佐々木3尉が帰ってきた「小隊は西の台の東側、この道路に沿って各人間隔10mで展開する。各班長は…」細かい指示を出す「それから荷物監視に1名残すんだが…」そう言って小隊員の顔を見回す
「誰か希望者は?」ゆっくり休めるのは確かだが、この場で「休みます!」とはなかなか言えない「じゃあ…あ」かぎしちょう、と言おうとして佐々木3尉は口をとじた
(WACだからって気を遣う必要は無いか…むしろどこまでできるか見てみるか)そう思い直した佐々木3尉「松浦、残っておいてくれ」と指示を出した

各小隊が1kmほど先の展開位置に向かい走り出す「たまには高機動車に頼らない事も必要だな〜」と言うのは片桐2曹だ。3小隊も展開位置に到着
手信号で各班ごと1列の横隊になって展開を始める。さすがに赤城士長も息が上がってる「大丈夫か?」声をかけるのは小野3曹、無反動砲を軽々持って走っている
「ハァ…は、はい」少ししんどそうだがまだいけそうだ「よし、あと少しだ!」


各小隊が展開し、いつでも前進できる体制を取った時「状況終了〜」の声がかかった「各小隊ごと人員装具の異常の有無を報告!」
3小隊も佐々木3尉の元に集まる「健康状態…異常なし、武器・装具…異常なし!いいね〜」

訓練を終え廠舎に帰ってきた中隊の面々。

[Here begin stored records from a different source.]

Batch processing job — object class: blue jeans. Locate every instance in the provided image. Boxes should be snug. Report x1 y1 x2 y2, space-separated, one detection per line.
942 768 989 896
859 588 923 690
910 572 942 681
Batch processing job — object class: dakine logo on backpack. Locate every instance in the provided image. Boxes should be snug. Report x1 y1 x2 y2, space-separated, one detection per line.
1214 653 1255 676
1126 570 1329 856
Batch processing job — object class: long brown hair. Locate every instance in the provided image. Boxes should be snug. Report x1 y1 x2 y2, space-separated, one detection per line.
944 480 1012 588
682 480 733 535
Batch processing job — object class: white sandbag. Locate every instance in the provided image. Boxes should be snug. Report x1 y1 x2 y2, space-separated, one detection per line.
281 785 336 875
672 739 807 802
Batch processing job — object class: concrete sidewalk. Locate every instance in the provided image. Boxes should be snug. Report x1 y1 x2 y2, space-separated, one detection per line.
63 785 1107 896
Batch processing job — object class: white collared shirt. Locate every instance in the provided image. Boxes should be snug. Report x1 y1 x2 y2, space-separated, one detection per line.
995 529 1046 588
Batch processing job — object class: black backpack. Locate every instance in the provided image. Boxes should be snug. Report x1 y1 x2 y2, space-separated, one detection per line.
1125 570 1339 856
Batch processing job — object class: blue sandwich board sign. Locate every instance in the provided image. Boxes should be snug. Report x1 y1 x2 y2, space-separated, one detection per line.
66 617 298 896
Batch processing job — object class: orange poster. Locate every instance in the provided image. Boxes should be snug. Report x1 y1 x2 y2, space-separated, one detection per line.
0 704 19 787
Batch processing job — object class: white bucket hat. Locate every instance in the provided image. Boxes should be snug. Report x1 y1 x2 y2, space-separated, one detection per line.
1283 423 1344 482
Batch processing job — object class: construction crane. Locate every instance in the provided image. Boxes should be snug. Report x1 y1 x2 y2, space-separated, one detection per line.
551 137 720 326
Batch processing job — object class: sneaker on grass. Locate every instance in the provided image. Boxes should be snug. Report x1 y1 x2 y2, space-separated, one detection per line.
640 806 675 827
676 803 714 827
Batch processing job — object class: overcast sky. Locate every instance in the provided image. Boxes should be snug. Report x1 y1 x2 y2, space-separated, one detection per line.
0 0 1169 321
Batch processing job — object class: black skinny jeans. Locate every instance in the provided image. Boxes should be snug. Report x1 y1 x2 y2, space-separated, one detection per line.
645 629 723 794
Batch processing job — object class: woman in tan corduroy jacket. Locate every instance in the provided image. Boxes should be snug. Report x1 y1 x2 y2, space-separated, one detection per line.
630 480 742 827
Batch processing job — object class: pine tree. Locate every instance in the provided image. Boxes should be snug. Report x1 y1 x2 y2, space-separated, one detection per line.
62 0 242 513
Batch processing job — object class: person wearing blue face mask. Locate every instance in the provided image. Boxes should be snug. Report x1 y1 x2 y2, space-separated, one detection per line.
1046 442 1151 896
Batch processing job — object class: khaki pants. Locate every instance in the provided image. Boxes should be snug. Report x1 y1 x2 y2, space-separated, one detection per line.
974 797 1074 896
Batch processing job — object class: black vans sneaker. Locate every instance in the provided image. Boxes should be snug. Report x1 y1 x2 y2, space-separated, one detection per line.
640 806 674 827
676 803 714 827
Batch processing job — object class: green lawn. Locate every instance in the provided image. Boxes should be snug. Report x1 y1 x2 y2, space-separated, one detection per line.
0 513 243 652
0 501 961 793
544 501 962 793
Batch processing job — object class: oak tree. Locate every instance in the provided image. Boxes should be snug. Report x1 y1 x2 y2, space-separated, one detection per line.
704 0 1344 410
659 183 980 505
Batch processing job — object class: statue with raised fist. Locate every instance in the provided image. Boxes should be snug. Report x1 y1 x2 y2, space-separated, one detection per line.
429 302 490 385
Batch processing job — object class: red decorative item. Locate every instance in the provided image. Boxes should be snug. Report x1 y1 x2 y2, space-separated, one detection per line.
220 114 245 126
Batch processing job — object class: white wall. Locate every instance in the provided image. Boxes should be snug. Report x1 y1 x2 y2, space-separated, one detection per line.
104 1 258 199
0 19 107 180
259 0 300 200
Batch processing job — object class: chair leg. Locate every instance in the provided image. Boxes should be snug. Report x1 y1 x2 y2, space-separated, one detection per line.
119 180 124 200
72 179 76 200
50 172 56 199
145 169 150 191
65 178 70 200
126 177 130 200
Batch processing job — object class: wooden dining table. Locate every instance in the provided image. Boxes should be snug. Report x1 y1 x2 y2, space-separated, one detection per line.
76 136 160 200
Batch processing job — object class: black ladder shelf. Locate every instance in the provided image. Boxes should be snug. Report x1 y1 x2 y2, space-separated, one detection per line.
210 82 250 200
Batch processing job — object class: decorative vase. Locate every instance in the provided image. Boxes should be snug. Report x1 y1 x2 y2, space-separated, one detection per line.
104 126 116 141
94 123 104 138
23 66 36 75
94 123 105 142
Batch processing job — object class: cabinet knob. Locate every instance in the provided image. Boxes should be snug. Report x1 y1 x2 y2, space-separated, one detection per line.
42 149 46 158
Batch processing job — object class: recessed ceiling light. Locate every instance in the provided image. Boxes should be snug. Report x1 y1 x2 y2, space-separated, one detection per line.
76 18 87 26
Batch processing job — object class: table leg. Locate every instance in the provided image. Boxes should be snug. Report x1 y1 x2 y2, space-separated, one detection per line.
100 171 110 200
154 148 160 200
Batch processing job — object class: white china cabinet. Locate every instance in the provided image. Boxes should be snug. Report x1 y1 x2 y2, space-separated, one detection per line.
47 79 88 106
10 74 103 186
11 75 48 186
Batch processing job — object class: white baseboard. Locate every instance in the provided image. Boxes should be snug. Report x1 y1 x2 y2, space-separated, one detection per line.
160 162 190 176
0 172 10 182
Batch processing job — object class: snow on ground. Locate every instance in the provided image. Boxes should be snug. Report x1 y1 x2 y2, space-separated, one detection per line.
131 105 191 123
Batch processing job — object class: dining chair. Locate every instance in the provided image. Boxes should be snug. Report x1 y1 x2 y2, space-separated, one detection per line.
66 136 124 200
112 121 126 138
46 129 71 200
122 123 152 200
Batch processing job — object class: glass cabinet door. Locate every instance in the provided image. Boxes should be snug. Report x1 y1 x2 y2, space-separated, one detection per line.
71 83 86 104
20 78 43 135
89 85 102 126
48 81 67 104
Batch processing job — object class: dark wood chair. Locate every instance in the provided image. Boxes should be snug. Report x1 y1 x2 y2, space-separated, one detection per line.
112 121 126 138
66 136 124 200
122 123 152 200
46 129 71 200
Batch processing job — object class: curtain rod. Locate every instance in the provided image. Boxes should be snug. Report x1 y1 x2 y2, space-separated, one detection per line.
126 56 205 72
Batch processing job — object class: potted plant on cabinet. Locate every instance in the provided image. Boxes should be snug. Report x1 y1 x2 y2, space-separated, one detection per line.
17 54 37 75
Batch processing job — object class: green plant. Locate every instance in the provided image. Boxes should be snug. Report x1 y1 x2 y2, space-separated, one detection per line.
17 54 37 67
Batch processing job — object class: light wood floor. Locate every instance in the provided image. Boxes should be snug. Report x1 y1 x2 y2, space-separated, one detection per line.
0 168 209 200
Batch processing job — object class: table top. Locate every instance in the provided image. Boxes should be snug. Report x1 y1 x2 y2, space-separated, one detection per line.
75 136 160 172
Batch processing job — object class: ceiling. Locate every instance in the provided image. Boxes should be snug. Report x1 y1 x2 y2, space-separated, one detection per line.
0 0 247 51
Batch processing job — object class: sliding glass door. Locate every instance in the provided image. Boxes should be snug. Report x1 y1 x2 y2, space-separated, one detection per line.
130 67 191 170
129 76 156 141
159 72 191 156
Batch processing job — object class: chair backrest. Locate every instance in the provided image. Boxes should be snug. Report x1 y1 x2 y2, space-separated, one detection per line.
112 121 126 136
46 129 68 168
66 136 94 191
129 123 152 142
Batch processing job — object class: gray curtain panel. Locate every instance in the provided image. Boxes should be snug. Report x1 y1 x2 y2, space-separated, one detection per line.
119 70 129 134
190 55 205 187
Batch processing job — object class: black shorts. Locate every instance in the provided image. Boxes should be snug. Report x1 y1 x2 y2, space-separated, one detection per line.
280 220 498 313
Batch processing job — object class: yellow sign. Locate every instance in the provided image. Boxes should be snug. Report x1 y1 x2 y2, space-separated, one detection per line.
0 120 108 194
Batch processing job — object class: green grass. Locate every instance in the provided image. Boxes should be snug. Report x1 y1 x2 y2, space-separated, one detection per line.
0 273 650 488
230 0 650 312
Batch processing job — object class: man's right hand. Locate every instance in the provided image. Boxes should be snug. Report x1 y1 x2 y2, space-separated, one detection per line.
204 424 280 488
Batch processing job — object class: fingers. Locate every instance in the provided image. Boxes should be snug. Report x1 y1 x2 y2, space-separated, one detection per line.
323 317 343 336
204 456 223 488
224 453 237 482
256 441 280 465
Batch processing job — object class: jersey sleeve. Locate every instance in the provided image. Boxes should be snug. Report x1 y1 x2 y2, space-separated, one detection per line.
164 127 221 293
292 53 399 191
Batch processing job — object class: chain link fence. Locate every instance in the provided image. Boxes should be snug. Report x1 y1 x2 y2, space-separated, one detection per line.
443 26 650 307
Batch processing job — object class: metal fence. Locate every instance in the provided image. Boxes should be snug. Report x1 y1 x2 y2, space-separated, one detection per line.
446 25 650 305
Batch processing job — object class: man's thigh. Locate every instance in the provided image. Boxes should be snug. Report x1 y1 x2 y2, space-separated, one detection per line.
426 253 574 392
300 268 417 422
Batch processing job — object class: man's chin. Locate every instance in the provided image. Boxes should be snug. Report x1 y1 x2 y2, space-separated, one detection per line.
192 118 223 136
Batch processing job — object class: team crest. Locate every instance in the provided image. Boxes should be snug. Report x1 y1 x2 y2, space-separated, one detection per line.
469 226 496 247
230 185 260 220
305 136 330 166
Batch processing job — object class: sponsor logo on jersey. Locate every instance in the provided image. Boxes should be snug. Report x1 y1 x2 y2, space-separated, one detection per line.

ふっと見ると小畑士長が鼾をかいてぐっすりと熟睡していた
たまらず田浦3曹が「こら〜!オバぁ!行軍もしてないのに寝るんじゃねぇ!」と珍しく雷を落とす
「武器手入れは昼から、それまで仮眠時間とする…別れ!」岬2尉の指示が終わり、やっと眠れる時間となった
ふらふらと廠舎に向かう赤城士長「大丈夫〜?」と声をかけてきたのは橘1士だ「も〜ふらふら…何してたの?」「なんかねぇ、1コ中隊だけ熱発患者がたくさん出て…」
どうやらあの抜かしていった中隊のようだ「雨衣着てなかったから、風邪もひくよね」「それだけじゃなくて…なんか道に迷ったらしいよ」小声でこっそりと言った橘1士
「道に迷った?」「うん、運幹が間違えたらしいよ」「…」片桐2曹の「不良品」発言を思い出す(幹部にもいるのかな…?)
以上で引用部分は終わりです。